At 55, Judge Al Hajeri is relatively young for a Supreme Court judge, at the peak of his tenure and the ultimate arbiter in the most high-profile trial in the nation's history.
In a case charged with equal parts politics, national security and global attention, Judge Al Hajeri has demonstrated a steady hand and stood out for his attention to process and fairness, and for listening intently throughout the months of the trial.
It was a highly skilled and professional demonstration of the judge's art that has answered many fears about the case and ultimately built confidence in the judicial system in the eyes of many Emiratis.
"A judge is not a regular employee; he has an authority where only God and his conscience can monitor him," Judge Al Hajeri said. "He is obliged to follow law and Sharia in accordance with the case's incidents and each case has its own circumstances. So out of the judge's expertise and experience comes his judgment reliant on the evidence in front of him."

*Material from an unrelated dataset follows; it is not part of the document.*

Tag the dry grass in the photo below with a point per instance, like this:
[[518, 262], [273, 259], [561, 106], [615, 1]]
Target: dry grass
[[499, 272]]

It is a simple but profound lesson that Judge Al Hajeri learnt from his start in 1982, when he graduated with a law and Sharia degree from United Arab Emirates University and began hearing cases as an assistant judge at the Ministry of Justice.
In 2002, he was appointed to the Federal Supreme Court as a judge in the panel of the court's chief. Three years later he joined the civil court, after which he became chief of the personal affairs court. When a new state security panel was formed last year, Judge Al Hajeri was appointed its chief.

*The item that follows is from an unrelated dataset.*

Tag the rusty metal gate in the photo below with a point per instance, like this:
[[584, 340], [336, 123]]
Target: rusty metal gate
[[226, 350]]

It could never have been planned that way. Judge Al Hajeri, in a moment of introspection, stopped to ponder what might have been had his life taken a different trajectory.
"If a person knew how things will end up, he might have taken a different decision," he said. "When one is young, one is ambitious. I have no regrets over my path, but I might have chosen something else if things went differently." He demurred when asked what that may have been. "I cannot disclose it for certain reasons," he smiled.
A judge's job is infinitely more complex and demanding than even a decade ago, with a flood of electronic evidence now an integral part of cases. That has presented judges with a wealth of new evidence, but also far more to consider. A case such as that of the 94 charged with sedition is particularly complex, and is estimated to be bound in tens of thousands of pages.
But Judge Al Hajeri brushed off the challenge, and said none of it was necessarily new. The legislative system, he said, has progressed in-line with technological developments, with electronic evidence admissible since 2006.
But heading a state security court, with a single trial stage and no opportunity for appeal against the verdict, requires a particularly high degree of awareness and attention to detail to ensure no detail slips by.
"We judges do not hear or see except what is presented in front of us through documents as we follow the book and the sunnah and visible laws," Judge Al Hajeri said.
He wrestles particularly with opening his court to the media, which presents as many problems as benefits. The trial offered Emiratis a remarkable view into the workings of a critical state institution, while also opening the way for some accused and their legal representatives to grandstand, and for outsiders to make public their opinions on the case before all the evidence had been heard.
"I'm against media interference in the justice system since justice has an honourable message and the judge is objective by nature," he said. "The judge is aware that he is ruling on people's honour, money and blood and there is no room for media publicity and fame in that area."
After a few minutes, Judge Al Hajeri returned to the sea of evidence before him to resume his deliberations. But not before stopping to look ahead, and express his ultimate hope.
"I pray to Allah to see UAE justice flourishing with Emirati youth who understand what it means to be a judge," he said. For many, there could be no better role model.